Cada instante de vida é uma dádiva. De vez em quando o véu se ergue e enxergamos isso.
A primeira amizade íntima que tive aconteceu nos meus quinze anos. Chuck e eu frequentamos colégio e faculdade juntos; saíamos com as namoradas juntos (e levávamos o fora juntos); fomos confidentes, conselheiros e companheiros um do outro em cada acontecimento importante de nossa vida.
Anos atrás, Chuck me telefonou para contar que estava com câncer. O prognóstico inicial era muito bom, apesar de ele ainda precisar se submeter a um tratamento complicado. Em uma atitude típica, ele raspou a cabeça antes de começar a quimioterapia, encheu-a de cola, espalhou glitter dourado em cima e saiu andando pela casa só de cueca, dizendo que era o "Quimio-Man".
Chuck e eu vivíamos mais de três mil quilômetros de distância um do outro nessa época, mas conversávamos todos os sábados de manhã no período que durou o tratamento. A quimioterapia destruiu-lhe o apetite. Incapaz de manter a comida no estômago, ficou tão esquelético e macilento que se tornou quase irreconhecível até para os filhos. Depois de algum tempo foi acometido de uma infecção. Sua saúde ficou bastante precária porque a quimioterapia lhe debilitara demais o sistema imunológico. Entretanto, ele venceu e concluiu o tratamento. O "Quimio-Man" prevalecera.
Um mês depois, fez sua primeira avaliação pós-quimioterapia. Chuck me telefonou aquela noite: de acordo com o médico, o câncer voltara e atingira níveis tão altos quanto antes do tratamento. Sendo ele também um médico, sabia que o retorno do problema com tanta força e velocidade significava que não lhe restava muito tempo. Era uma sentença de morte.
Fiquei paralisado. Quando fui para a cama aquela noite, não conseguia nem orar. "Deve haver algum engano", protestei. "Acabarão descobrindo que está tudo bem." Maravilhei-me com a rapidez com que a negação da realidade se instala na mente.
As seis e meia da manhã seguinte, Chuck telefonou de novo. - Você não vai acreditar - anunciou.
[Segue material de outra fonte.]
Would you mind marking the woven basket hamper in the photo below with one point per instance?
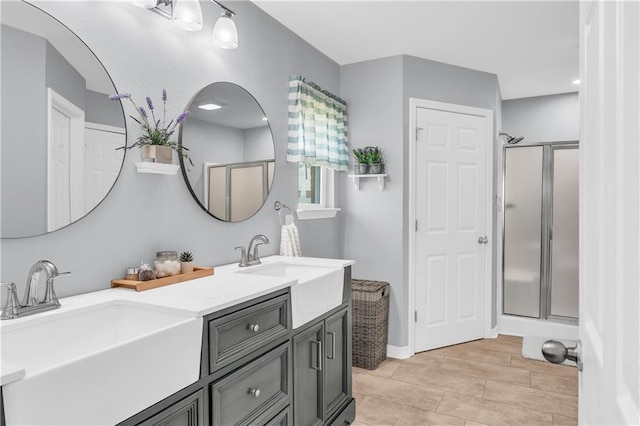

Alguém do laboratório se enganara e trocara seus resultados com os de outro paciente, uma pessoa que ainda não se submetera a nenhum tipo de tratamento. Resumindo, o câncer de Chuck de verdade desaparecera - e nunca mais voltou a se manifestar em todos esses anos.
- Eu vou viver - meu amigo dizia. - Vou ver meus filhos crescerem. Vou envelhecer ao lado da minha mulher. Vou viver.
Por uns poucos instantes não fizemos outra coisa além de chorar ao telefone como personagens de um comercial dos cartões Hallmark. Meu amigo disse que estava experimentando um sentimento de gratidão como jamais conhecera. Não conseguia parar de tocar nos filhos ou de abraçar a esposa. Tudo que o incomodava antes desvanecera até a completa insignificância. Sobreviveria - de repente, além da noção mental de que a vida é uma dádiva, ele descobria essa verdade no nível da experiência pessoal. Não a merecemos, não podemos controlá-la, não podemos dar como certo nem um de seus segundos. Todo tique e todo taque do relógio é um dom de Deus.